Deliveries and other contractors who need to attend the workplace should be given clear instructions of your requirements while they are on site.

Minimise the number of workers attending to deliveries and contractors as much as possible. Make alcohol-based hand sanitiser available for workers after physically handling deliveries.

Direct visiting truck drivers to remain in vehicles and to use contactless methods such as mobile phones to communicate with your workers wherever possible.

Use, and ask deliveries and contractors to use, electronic paper work where possible, to minimise physical interaction. Where possible, set up alternatives to requiring signatures. For instance, see whether a confirmation email or a photo of the loaded or unloaded goods can be accepted as proof of delivery or collection (as applicable).

To assist you in assessing the level of risk posed by visitors, consider requesting information from regular deliveries and contractors about what measures they have in place to manage the risks of COVID-19 for their workers.

Keep workers informed
You should provide all workers information about the risks of exposure to COVID-19. Where required, workers should be trained in infection control.

The Australian Government Department of Health has a range of posters and other resources aimed at educating the public about COVID-19.

Consultation and communicating with workers
You must consult with workers on health and safety matters relating to COVID-19. Allow workers to express views before you make decisions.

You must also consult with other duty holders working on site.

Workers are most likely to know about the risks of their work. Involving them will help build worker commitment to this process and any changes.

The model Code of Practice: Work health and safety consultation, cooperation and coordination can give you more information about your duties to consult.

Communicate clearly with workers about control measures. Provide clear direction and guidance about what is expected of workers.

Workers should know:

  • when to stay away from the workplace
  • what action to take if they become unwell
  • what symptoms to be concerned about.

Remind workers they have a duty to take reasonable care for their own health and safety and to not adversely affect the health and safety of others.
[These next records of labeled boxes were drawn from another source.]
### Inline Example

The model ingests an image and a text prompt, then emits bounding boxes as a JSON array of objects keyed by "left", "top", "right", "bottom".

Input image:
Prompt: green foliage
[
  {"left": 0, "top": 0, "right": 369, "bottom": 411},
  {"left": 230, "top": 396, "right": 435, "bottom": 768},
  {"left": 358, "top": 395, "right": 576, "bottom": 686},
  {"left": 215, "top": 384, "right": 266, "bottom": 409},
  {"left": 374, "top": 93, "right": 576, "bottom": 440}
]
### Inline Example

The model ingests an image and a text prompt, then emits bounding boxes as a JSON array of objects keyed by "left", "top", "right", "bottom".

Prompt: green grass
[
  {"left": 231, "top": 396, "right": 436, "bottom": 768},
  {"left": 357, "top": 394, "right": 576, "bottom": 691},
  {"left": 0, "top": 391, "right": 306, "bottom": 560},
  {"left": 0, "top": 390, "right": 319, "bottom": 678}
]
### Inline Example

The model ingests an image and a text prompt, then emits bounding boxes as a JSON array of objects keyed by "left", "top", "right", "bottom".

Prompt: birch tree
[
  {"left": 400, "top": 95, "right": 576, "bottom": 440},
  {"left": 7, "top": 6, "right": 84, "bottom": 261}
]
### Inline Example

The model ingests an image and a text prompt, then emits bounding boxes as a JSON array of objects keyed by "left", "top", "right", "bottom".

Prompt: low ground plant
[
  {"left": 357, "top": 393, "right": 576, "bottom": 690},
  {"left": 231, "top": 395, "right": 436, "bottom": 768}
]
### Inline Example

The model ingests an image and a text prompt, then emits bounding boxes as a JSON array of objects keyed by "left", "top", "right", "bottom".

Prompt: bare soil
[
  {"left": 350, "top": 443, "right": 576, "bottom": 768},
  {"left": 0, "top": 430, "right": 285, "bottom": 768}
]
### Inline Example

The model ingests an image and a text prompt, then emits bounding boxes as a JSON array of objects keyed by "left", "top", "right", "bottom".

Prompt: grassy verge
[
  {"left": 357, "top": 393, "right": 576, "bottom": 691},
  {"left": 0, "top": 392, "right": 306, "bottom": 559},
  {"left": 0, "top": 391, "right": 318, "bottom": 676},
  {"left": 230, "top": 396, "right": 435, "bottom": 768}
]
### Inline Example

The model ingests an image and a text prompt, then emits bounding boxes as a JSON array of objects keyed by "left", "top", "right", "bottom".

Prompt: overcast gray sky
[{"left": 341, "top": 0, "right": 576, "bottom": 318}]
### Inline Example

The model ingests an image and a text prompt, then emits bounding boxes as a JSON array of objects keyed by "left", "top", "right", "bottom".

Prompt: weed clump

Provide workers with a point of contact to discuss their concerns, and access to support services, including employee assistance programs.

Interstate workers
Some states and territories have largely closed their borders, requiring people arriving from interstate to self-quarantine for at least 14 days. There are some exemptions, including for FIFO and DIDO workers, but these may vary from state to state.

You should stay up to date on the latest travel restrictions and requirements from the Commonwealth, state and territory governments and provide that information to your workers.